Familiarity with Ray, Kubeflow, Slurm, or similar distributed scheduling platforms.
Experience with InfiniBand, RDMA, or high-performance networking.
Experience operating bare metal infrastructure.
Familiarity with storage systems commonly used in ML environments.
Experience working at an AI infrastructure, cloud, MLOps, or developer tooling company.
Contributions to platform engineering, developer infrastructure, or operational tooling projects.
Experience writing automation, tooling, or scripts in Python or similar languages.

Responsibilities

Partner directly with customer engineering teams running training and inference workloads in production.
Help customers diagnose and resolve complex distributed systems and ML infrastructure issues.
Act as a technical advisor during high impact incidents and platform degradation events.
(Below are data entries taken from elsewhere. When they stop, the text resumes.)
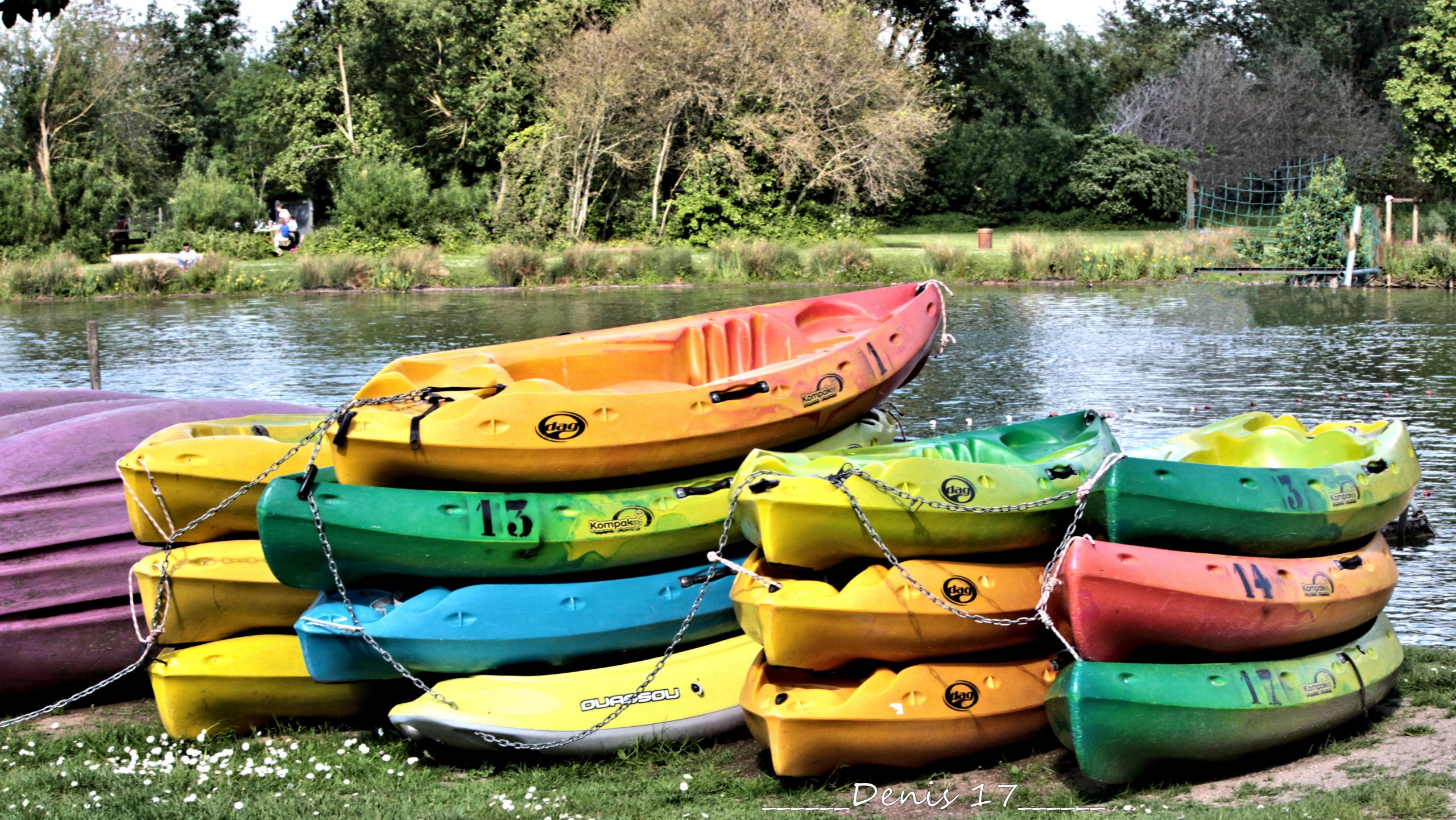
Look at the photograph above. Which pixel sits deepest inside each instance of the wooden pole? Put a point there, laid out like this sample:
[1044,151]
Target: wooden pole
[1193,204]
[94,353]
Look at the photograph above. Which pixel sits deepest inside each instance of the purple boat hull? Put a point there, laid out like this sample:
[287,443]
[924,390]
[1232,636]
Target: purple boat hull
[66,545]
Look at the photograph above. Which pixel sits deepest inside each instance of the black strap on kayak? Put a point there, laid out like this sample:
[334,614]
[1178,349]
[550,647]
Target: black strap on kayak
[706,490]
[1365,707]
[739,392]
[306,481]
[436,400]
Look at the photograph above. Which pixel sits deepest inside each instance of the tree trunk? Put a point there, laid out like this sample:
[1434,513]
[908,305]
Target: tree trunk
[349,110]
[661,162]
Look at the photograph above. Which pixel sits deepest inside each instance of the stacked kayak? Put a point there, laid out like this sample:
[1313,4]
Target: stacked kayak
[516,507]
[68,542]
[1236,602]
[931,659]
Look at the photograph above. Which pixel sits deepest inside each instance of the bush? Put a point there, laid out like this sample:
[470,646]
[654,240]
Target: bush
[415,266]
[841,261]
[210,200]
[760,260]
[338,270]
[514,266]
[1127,181]
[59,276]
[379,196]
[347,239]
[583,263]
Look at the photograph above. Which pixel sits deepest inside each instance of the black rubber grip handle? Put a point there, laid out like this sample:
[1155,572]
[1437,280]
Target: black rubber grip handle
[708,490]
[739,392]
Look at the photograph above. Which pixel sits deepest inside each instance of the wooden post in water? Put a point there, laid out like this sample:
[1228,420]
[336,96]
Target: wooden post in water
[94,353]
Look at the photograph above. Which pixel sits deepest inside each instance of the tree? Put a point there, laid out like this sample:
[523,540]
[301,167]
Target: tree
[1426,94]
[1126,181]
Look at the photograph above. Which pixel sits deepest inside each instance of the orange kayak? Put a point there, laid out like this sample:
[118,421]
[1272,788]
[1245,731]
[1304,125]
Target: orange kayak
[1119,600]
[643,398]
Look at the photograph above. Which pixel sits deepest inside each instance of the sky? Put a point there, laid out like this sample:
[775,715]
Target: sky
[263,15]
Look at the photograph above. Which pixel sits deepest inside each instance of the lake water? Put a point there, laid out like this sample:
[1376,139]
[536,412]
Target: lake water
[1156,356]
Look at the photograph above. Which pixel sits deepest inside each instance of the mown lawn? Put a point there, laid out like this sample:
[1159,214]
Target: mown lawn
[117,762]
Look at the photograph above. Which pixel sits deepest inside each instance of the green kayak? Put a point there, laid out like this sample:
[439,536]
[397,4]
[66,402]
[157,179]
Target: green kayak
[1123,717]
[448,533]
[1259,486]
[803,520]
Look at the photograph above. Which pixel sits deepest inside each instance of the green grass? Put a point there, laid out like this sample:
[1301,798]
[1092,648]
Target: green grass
[129,769]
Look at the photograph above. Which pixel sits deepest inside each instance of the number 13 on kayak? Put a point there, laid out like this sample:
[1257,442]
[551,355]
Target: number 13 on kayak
[644,398]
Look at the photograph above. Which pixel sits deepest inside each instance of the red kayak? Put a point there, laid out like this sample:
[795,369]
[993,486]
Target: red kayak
[1116,600]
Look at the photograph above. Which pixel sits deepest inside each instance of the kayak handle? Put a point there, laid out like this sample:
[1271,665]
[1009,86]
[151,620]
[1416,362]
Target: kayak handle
[704,577]
[708,490]
[739,392]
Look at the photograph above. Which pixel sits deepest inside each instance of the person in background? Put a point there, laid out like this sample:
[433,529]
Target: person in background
[187,258]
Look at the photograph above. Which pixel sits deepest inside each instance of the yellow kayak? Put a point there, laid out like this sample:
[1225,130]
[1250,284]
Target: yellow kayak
[243,684]
[813,723]
[198,463]
[810,624]
[695,697]
[219,590]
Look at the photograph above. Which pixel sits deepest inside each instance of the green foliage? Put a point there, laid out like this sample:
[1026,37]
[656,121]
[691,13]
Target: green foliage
[349,239]
[28,216]
[228,242]
[59,276]
[1126,181]
[338,270]
[1314,226]
[839,261]
[379,196]
[209,200]
[514,266]
[583,263]
[739,261]
[1426,94]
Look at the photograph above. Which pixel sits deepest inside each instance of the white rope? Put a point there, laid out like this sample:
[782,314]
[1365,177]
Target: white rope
[744,571]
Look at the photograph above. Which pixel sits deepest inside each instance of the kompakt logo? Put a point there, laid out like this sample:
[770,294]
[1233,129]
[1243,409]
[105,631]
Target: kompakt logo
[561,427]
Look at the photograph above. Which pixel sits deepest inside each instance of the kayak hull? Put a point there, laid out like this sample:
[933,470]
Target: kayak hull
[448,533]
[695,697]
[1120,600]
[1122,717]
[1260,486]
[878,615]
[452,632]
[803,520]
[644,398]
[816,723]
[245,684]
[219,590]
[196,465]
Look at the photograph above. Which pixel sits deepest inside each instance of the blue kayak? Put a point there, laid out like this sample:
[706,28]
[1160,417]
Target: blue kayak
[491,626]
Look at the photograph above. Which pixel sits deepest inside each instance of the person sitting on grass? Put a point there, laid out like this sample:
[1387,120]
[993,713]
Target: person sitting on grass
[187,258]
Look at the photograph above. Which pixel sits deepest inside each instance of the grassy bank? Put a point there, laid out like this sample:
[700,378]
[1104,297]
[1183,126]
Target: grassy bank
[117,762]
[1085,257]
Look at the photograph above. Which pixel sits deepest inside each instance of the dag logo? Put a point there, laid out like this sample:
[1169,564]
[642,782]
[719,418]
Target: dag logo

Translate infrastructure level issues into actionable guidance for ML engineers.
Build credibility with customers through strong technical reasoning and clear communication.
Investigate failures involving distributed training, Kubernetes orchestration, GPU allocation, networking, and storage systems.
Troubleshoot PyTorch, CUDA, NCCL, and inference serving related issues.
Analyze logs, metrics, traces, and system behavior to isolate root causes.
Debug containerized workloads running across Kubernetes and bare metal GPU environments.
Support customers scaling workloads across multi-node GPU systems.
Diagnose performance bottlenecks involving compute, memory, networking, or storage.
Identify recurring patterns across customer issues and drive long-term reliability improvements.
Contribute to post-incident reviews and operational improvements.
Build internal tooling, automation, documentation, and runbooks.
Partner closely with infrastructure, networking, and platform engineering teams.
Help improve observability, operational visibility, and troubleshooting workflows.
Improve the customer experience through better processes and technical guidance.